Winter Wraiths

“So you know, the theatre is haunted,” the bar back said.

“Haunted?” repeated Harveen.

“Haunted,” he said, nodding.

She assumed he was joking. They threaded through labyrinthine kitchen corridors that somberly glowed with bone laminate and steel. He was short but promising, solidly built with guileless blue eyes and blond hair razed at the sides. Like most native Icelanders she had encountered, he spoke faultless English with a jangling glissando accent.

They ascended a narrow, darkened stairway. As she swayed on her heels, he righted her with a hand on her hip and a yawning, ennui-riddled chasm deep within her twitched in response, very slightly. Governed by impulse, she constantly sought new experiences, trips abroad and increasingly shameless conquests, like the bar back that evening. They exchanged smiles, and she permitted herself the barest soupçon of guilt for not missing Max.

It was the opening gala of a film festival in Reykjavík. For the past few weeks, following a two-month television gig in the Ukraine, she had worked as a script supervisor on an Icelandic film. After wrapping the shoot that evening, the cast and crew headed to the party at the National Theatre to celebrate. Harveen first stopped by her hostel to shower and change, painting her face with an exacting hand. Before leaving, she removed her platinum wedding band and locked it in her suitcase.

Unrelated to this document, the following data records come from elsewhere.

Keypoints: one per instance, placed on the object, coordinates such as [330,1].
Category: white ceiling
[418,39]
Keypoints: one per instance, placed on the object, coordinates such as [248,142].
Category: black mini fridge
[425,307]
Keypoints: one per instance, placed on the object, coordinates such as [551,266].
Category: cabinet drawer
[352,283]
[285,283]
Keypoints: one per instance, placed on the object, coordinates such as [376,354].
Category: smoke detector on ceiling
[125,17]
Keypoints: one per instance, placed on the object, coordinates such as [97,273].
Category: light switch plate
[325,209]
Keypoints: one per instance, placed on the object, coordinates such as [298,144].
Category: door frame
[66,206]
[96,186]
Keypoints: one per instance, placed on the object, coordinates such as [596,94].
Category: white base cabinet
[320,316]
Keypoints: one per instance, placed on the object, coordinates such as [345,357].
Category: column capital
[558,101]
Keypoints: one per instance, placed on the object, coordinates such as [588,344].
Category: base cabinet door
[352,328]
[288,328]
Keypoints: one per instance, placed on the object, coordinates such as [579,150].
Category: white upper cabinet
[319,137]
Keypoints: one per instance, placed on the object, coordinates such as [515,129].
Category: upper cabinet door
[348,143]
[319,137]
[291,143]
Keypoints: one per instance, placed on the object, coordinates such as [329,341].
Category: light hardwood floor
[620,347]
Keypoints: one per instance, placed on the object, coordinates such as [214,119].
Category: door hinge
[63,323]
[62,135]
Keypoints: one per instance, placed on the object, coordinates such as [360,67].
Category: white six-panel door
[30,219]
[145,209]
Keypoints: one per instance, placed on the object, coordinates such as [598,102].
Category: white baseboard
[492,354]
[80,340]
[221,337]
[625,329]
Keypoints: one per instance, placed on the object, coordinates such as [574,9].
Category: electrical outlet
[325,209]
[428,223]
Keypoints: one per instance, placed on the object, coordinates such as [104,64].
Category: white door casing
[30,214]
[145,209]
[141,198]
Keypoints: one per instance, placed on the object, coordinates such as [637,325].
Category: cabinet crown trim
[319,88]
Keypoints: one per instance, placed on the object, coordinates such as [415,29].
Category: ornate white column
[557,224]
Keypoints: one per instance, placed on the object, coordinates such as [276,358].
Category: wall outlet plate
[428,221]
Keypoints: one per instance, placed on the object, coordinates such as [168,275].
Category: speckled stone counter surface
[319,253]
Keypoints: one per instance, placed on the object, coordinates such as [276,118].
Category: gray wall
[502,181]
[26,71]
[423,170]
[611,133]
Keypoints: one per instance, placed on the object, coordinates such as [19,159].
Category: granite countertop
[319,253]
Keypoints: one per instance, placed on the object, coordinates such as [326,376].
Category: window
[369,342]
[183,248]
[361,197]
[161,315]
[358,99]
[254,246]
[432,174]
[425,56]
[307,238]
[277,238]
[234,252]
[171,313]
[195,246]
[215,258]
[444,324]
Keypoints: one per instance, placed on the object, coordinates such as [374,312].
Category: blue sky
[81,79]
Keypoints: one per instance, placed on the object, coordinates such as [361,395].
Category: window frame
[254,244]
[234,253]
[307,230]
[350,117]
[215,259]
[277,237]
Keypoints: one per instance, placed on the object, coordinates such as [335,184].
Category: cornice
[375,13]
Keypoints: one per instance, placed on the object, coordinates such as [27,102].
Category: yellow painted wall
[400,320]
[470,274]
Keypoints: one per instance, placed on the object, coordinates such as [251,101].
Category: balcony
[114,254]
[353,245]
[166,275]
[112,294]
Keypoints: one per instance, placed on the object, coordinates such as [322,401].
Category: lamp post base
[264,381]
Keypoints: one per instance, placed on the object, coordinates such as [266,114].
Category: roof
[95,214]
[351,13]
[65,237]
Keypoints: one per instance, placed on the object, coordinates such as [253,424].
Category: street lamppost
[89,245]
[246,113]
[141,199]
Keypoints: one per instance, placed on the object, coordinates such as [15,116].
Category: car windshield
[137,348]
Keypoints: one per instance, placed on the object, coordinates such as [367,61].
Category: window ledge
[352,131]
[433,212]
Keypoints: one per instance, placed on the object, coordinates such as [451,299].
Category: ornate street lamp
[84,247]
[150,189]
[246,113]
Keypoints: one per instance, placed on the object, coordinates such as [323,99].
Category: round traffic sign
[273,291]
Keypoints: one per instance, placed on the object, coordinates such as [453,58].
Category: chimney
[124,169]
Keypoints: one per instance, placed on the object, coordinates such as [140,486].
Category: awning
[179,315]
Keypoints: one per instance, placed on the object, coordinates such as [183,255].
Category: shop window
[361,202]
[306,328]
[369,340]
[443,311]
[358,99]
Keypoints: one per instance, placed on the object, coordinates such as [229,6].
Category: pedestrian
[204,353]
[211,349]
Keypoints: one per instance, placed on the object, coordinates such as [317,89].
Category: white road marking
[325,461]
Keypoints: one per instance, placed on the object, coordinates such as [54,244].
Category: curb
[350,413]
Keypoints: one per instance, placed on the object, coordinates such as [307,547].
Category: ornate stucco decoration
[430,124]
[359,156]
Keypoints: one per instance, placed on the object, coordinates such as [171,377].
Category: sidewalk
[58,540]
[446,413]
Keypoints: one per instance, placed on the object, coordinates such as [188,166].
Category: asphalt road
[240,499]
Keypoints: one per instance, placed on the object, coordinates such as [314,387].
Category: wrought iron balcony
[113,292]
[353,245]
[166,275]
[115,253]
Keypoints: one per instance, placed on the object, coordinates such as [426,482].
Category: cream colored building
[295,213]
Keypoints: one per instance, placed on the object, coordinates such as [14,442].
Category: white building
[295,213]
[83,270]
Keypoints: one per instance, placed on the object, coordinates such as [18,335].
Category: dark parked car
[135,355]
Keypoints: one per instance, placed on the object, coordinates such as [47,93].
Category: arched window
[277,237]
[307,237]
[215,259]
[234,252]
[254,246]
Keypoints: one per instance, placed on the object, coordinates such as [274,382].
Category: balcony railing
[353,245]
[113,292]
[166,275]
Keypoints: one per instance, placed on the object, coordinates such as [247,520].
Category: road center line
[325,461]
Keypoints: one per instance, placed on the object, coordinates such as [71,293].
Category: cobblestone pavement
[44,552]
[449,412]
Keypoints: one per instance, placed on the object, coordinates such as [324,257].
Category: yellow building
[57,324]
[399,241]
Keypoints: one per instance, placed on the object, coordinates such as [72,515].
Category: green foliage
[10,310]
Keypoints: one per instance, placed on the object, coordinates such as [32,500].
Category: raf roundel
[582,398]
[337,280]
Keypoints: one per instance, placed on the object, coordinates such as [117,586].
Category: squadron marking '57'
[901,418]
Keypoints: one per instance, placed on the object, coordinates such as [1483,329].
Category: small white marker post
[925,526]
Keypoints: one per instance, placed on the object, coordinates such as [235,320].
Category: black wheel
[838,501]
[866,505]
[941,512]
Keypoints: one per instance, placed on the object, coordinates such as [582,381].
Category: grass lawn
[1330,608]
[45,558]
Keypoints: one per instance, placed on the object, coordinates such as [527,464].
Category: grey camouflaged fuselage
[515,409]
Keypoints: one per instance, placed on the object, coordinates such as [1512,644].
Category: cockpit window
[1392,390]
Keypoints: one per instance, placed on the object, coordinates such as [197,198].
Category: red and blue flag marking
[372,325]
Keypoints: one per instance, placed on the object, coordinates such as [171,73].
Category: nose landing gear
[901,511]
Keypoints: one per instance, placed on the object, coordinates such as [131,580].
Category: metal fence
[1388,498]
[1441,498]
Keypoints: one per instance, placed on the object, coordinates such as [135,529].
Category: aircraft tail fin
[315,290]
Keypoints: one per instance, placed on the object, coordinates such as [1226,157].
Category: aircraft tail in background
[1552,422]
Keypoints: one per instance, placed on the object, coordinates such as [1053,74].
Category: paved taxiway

The lobby was deserted when she arrived at the theatre. Wisps of conversation and music unfurled from the basement. She hung her battered fur coat in a mirrored alcove and hurried downstairs.

The evening passed in a blur. New wave music, revelers in leather and dark wool cut on the bias. After a few hours she went to fetch her coat, but the lobby had been locked for the night. The bar back, with whom she had flirted, offered to retrieve it, cautioning that they’d take the long way through back areas.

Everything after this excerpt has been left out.